Temporal dimension in calc_<> functions #112

eva0marques · 2024-07-26T18:50:55Z

I am writing process and calc functions for other covariates that I need in my own project.
I would like to open a discussion on the spatio x temporal case.

Let's say I want to create a model of AI to predict temperature at several locs x timestamps. I need to extract spatial covariates (easy) but also spatio x temporal ones.
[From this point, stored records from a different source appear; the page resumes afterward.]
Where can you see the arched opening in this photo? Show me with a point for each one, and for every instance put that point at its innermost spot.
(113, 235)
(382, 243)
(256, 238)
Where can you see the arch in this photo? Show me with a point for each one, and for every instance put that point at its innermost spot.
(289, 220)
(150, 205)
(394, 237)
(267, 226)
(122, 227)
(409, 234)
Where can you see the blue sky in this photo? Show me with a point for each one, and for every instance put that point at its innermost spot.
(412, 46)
In my ideal world, to do so:

I create a SpatVector or data.frame or sf/sftime with both geometry and time columns to give as locs param
I use calc_ functions to add columns for each covariate (they can be spatial or spatiotemporal). The calc_ functions for spatio-temporal covariates handle the "time" dimension properly, depending on the user's criteria (for eg: if geophysical model outputs are available every 3 days, and my predictions are every day: calc_ downscales the temporal resolution. It can also do the opposite if I have hourly data).

It would look like this:

my_spacetime_sample |>
  calc_era5() |>
  calc_nlcd() |>
  calc_gmted() |>
  ...

For now, calc_ functions are not optimally designed for temporal dimension. It is implied that locs is a spatial dataframe without time column. When calculating spatio-temporal covariates, it extracts all the time series of from. But if locs already has a time column (for eg created after calculating another spatio-temporal covariate), it becomes a mess.
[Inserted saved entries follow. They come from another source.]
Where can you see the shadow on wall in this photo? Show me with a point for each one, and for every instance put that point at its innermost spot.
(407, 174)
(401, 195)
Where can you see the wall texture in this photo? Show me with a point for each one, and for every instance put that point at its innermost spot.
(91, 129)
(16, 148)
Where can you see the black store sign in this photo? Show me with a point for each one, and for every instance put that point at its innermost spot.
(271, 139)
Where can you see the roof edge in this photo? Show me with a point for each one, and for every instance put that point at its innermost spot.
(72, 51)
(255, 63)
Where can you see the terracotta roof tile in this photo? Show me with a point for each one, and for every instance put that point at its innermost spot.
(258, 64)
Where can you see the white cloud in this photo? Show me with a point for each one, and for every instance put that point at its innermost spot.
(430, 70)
As a summary, I see the following limitations with our current version of calc_ :

we cannot use several calc_ functions in a row (I mean give the output of a calc function to the input of another calc function) after dealing with spatio-temporal covariates
unlike spatial dimension, temporal dimension is not fine-tuned in the extracting process
user still has a lot of work to do in order to merge all covariates in a single spatio-temporal table, especially when covariates are not timely indexed in the same way.

It is not urgent of course, but I think it would be interesting to address this discussion in the future for a better use of amadeus.
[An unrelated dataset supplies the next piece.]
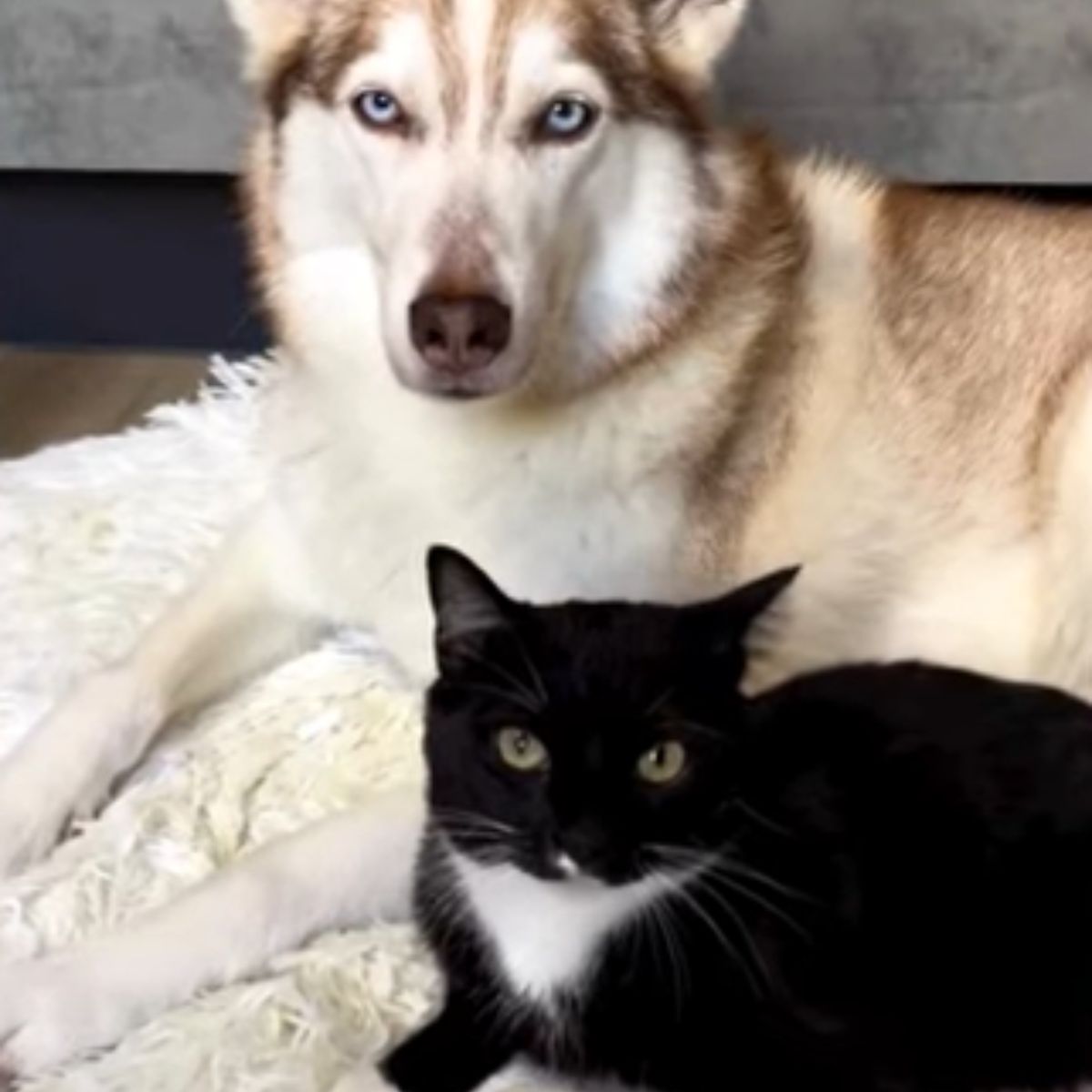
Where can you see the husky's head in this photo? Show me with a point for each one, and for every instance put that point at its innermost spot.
(484, 194)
The text was updated successfully, but these errors were encountered:

eva0marques · 2024-07-26T19:09:50Z

My suggestions to improve this situation:

add time_column parameter in calc_ functions for spatio-temporal covariates (narr, geos, hms, gridmet, terraclimate). It would be a character designating the time column in locs.
check that time_column exists in locs (I would also rename locs by sample or points or something more general rather than explicitly spatial) and that the data format is correct (POSIXCT with date and time for eg)
add a parameter for time extraction preference (nearest, downscale, mean, median, precedent, following...)
create a function to extract at time stamp with the corresponding way
1. extract all timeseries at each loc
2. create and use function find_time(time_pts, time_cov, method)
3. for each loc * time : extract the value of the corresponding covar date.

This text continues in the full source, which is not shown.